Texas power crisis underscores need for infrastructure investments to build resilience

The electric industry is weighing in on how best to build a more resilient grid as historic winter storms hamper the electricity generating and delivery system in Texas and other states, with experts saying new investments in infrastructure are needed to decrease the risk of outages in the future.

“We need infrastructure that strengthens the grid as a platform, an interconnected machine,” said Scott Aaronson, vice president of Security and Preparedness for the Edison Electric Institute (EEI), the association representing all U.S. investor-owned electric companies.

With more than two million Texans still without power in arctic weather, and questions on the timing of a return to normalcy, future electric sector investments and policies are critical for preventing future disasters, not just in Texas but across the nation.

Arshad Mansoor, president and CEO of the Electric Power Research Institute (EPRI), said that “broader interconnection through new transmission will increase access to diverse resources and fuel supplies and is a critical piece of a resilient grid that accommodates more low-carbon resources.” Mansoor said these kinds of upgrades will make the grid more resilient, i.e., having the ability to withstand extreme events, not just from weather but from terrorism and physical attacks.

In electricity planning, resilience connotes a step beyond day-to-day reliability requirements.

A recent EPRI technical report focuses on extreme events. It concludes planning processes and resource adequacy, “typically don’t consider extreme climate scenarios that a resilient grid must be able to handle going forward.”

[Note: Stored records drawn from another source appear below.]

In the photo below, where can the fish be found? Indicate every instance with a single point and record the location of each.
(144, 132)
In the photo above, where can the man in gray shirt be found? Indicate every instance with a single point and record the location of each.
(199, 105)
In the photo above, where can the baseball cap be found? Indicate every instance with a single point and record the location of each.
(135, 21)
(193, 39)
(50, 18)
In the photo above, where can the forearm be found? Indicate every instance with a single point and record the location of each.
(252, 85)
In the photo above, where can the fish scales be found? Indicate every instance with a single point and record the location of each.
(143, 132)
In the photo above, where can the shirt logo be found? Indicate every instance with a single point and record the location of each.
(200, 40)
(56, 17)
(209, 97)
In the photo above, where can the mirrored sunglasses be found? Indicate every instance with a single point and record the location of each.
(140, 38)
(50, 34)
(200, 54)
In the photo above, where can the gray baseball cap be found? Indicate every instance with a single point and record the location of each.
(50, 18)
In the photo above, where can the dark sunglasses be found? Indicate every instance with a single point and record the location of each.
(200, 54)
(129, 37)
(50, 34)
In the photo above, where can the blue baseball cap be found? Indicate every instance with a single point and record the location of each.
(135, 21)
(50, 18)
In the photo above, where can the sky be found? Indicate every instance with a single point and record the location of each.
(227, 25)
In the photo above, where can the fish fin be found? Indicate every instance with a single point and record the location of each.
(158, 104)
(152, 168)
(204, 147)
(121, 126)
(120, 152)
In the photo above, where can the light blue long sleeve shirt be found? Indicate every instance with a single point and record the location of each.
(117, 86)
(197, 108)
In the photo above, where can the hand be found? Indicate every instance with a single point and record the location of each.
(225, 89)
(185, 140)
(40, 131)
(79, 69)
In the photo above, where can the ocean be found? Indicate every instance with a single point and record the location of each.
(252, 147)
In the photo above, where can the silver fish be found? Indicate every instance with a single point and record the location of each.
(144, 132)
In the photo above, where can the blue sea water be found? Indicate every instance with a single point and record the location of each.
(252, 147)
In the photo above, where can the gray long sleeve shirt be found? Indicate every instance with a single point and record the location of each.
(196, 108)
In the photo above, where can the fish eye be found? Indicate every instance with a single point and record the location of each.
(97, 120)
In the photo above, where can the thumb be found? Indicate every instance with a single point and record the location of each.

This raises questions about the degree of resilience that regulators might demand. Because of costs, for example, it likely doesn’t make sense to require Texas operators to winterize to the same extent as utilities and transmission operators in say, Minnesota. Aaronson said post-crisis evaluations will likely set new requirements, but these still have to be kept in balance and within a larger context of efficiency and affordability.

Aaronson said going forward, “we need to determine the right level of resilience.” There needs to be broader discussion about the metrics to make new demands. Should they be based on data from every decade or from a 50-year rolling average?

“My view of resilience,” he said, “is don’t put all your eggs in one basket. We need a mixed, variable fuel-energy strategy.”

A recent paper from the Midcontinent Independent System Operator (MISO), which delivers electric power across 15 U.S. states, said a renewable mix even below 30 percent “requires transmission expansion and significant changes within current operating, market and planning practices.”

When asked if those significant changes were taking place, Aaronson noted each electric region is a little different. The critical point, he emphasized, “is in order to reach resilience and carbon reduction goals we need an all-of-the-above energy-fuel strategy – then you’ll get the goals you want.”

Mansoor likewise references broad energy reliance. “Our existing grid supply and delivery assets,” he writes, “must be hardened for climate change scenarios regardless of generation—renewables and fossil fuels.”

In a Feb. 17 paper on the winter electric reliability event in the south-central U.S. from Grid Strategies LLC, the authors conclude that all Texas energy sources were affected and that gas failures from freezing infrastructure played a much larger role than renewable outages. Texas gas supplies were reduced by 7 Bcf/day, nearly 1/3 of 2019 production.

“Renewable performance has been around the levels planned for,” wrote Vice President Michael Goggin and President Rob Gramlich of Grid Strategies. Around 20 gigawatts of wind and solar capacity was offline, likely mostly due to icing events at wind plants. Many Texas wind plants are not outfitted with anti-icing blade heaters, equipment used in colder climates, but not considered necessary in southern states.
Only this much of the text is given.